04.20.16

Cantwell Leads Passage of the First, Comprehensive, Bipartisan Energy Bill Since 2007

Bill Will Save Consumers Money, Eliminate Energy Waste and Invest in New Technologies that Improve Global Competitiveness

WASHINGTON, D.C. – Today, Ranking Member of the U.S. Senate Committee on Energy and Natural Resources, U.S. Senator Maria Cantwell (D-Wash.), led the Senate’s passage of the Energy Policy Modernization Act of 2016 (S. 2012) by a vote of 85-12.

More than a year in the making, this comprehensive energy bill will modernize the electric grid, invest in renewable energy and train a new generation of energy workers. The bill’s passage marks the first time since 2007 the Senate has passed a comprehensive energy bill.

“The investments we make today will benefit American taxpayers for generations to come,” Sen.

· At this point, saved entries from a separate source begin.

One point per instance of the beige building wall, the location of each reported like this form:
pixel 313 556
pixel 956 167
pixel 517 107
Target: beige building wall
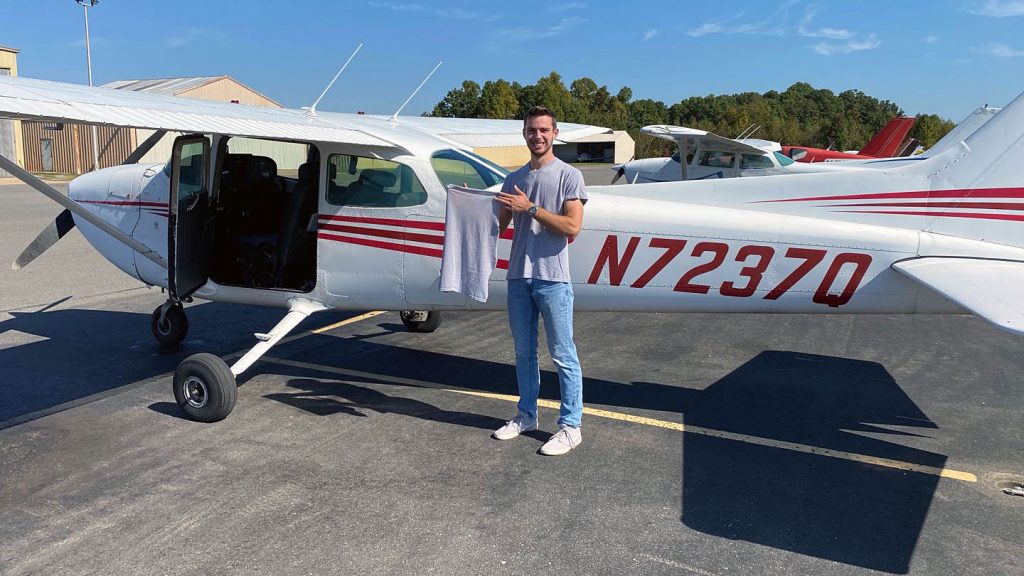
pixel 225 90
pixel 8 60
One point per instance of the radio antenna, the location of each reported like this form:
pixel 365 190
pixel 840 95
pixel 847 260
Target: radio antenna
pixel 311 111
pixel 394 117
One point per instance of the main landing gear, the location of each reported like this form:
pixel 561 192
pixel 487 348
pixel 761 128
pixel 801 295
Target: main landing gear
pixel 205 387
pixel 421 321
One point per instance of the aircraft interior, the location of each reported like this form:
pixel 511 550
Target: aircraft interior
pixel 264 223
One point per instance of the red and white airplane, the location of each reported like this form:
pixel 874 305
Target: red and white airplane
pixel 888 142
pixel 360 225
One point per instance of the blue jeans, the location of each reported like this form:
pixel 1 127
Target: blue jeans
pixel 528 298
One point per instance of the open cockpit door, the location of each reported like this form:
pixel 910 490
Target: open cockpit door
pixel 188 224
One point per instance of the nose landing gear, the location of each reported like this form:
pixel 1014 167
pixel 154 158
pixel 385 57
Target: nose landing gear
pixel 169 323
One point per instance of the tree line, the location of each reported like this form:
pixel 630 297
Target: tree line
pixel 801 115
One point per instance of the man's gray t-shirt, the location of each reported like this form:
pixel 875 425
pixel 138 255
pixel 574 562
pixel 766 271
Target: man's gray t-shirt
pixel 537 251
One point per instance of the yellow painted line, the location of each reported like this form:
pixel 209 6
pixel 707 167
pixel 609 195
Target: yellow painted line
pixel 352 320
pixel 679 426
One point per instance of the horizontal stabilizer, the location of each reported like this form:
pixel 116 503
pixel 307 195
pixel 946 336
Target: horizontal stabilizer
pixel 990 289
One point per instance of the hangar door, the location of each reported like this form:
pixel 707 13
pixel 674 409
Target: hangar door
pixel 6 133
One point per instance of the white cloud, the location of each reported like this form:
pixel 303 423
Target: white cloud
pixel 722 28
pixel 780 24
pixel 398 7
pixel 566 6
pixel 827 49
pixel 998 8
pixel 998 49
pixel 459 14
pixel 187 36
pixel 527 34
pixel 803 29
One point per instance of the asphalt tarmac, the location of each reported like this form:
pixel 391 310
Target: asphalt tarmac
pixel 713 444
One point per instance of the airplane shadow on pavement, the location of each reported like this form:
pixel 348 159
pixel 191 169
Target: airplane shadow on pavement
pixel 847 511
pixel 833 508
pixel 70 354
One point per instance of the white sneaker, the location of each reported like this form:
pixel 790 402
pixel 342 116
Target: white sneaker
pixel 521 423
pixel 564 440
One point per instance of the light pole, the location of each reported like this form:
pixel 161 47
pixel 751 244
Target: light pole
pixel 86 4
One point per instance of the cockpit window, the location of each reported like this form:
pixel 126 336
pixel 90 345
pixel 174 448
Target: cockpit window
pixel 372 182
pixel 465 168
pixel 717 159
pixel 783 160
pixel 755 161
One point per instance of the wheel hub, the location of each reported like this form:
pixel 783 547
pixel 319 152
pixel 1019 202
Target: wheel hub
pixel 195 392
pixel 164 326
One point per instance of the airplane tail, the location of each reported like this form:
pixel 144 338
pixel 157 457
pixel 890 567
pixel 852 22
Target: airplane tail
pixel 888 141
pixel 977 184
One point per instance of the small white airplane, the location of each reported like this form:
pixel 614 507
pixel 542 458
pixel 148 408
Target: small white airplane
pixel 361 227
pixel 712 156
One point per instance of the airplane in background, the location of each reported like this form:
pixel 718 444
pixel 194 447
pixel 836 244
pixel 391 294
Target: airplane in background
pixel 706 148
pixel 711 156
pixel 361 225
pixel 888 142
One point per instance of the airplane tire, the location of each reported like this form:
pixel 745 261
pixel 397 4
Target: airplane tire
pixel 429 325
pixel 174 327
pixel 205 387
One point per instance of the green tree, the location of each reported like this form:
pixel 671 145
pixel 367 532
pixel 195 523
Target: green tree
pixel 460 103
pixel 929 128
pixel 499 100
pixel 647 112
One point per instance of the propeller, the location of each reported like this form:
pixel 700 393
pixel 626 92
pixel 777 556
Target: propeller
pixel 64 222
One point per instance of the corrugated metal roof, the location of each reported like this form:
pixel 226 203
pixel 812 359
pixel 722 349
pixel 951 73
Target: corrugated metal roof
pixel 38 99
pixel 166 86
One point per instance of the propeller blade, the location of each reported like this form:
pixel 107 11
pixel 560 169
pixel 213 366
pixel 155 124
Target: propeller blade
pixel 54 195
pixel 55 231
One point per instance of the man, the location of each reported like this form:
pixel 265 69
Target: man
pixel 545 201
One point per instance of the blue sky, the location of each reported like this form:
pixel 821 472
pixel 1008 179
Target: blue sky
pixel 946 56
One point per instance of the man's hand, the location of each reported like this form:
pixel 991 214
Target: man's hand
pixel 515 201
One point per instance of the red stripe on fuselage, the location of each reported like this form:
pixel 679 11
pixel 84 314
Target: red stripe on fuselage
pixel 424 251
pixel 981 215
pixel 393 234
pixel 385 221
pixel 975 205
pixel 968 193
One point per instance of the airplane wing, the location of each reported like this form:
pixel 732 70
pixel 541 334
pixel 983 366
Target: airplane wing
pixel 990 289
pixel 477 132
pixel 24 98
pixel 698 137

Cantwell said. “This bipartisan bill is an important next step for saving consumers money on energy costs, providing more options to power U.S. homes and businesses, and preparing the next generation of workers for jobs in clean energy.”

The bill may now move to a joint conference committee with the House of Representatives.

Key provisions include:

  • Launching a smart buildings initiative, a public/private partnership to demonstrate and evaluate the costs and benefits of new energy-saving technologies;
  • A package of energy efficiency provisions that would provide $60 billion net savings to consumers, create more than 100,000 new jobs, and reduce emissions equivalent to the emissions from all US cars, trucks, and trains in a year;
  • Modernizing the grid to help integrate renewable technologies to make our grid more distributed and resilient and tripling investments in energy storage to help protect the grid during emergencies, during outages and to deploy more clean energy sources;
  • Supporting research and development of new clean energy technologies, in addition to geothermal and marine hydrokinetic energy;
  • Investing more in energy research through the successful energy research arm of the government – ARPA-E –$325 million for fiscal year 2016 and 2018 and $375 million for 2019 and 2020;
  • Better workforce training to help meet the needs of a changing energy sector and to help fill an upcoming shortage of 1.5 million energy workers in the next decade;
  • Permanently reauthorizing the Land and Water Conservation Fund, one of the nation’s most effective conservation programs, originally created by U.S. Senator Scoop Jackson of Washington;
  • Doubling the Energy Department’s recent investments in cybersecurity research and development, supply chain security and public-private partnerships for information-sharing and including cybersecurity representatives on the new 21st Century Energy Workforce Development Advisory Board; and
  • A demonstration project on recycling carbon fiber – an initiative underway in the Port of Port Angeles, Washington.

Over the course of the last year, Ranking Member Cantwell and Chairman Lisa Murkowski (R-Alaska) worked together to compile bills from dozens of Senators (40 in total)—Democrats and Republicans, alike; and held hearings with experts on these proposals. The senators continued to improve the text by considering hundreds of amendments to the underlying bill text and processing more than 60 of those amendments through a series of Senate votes.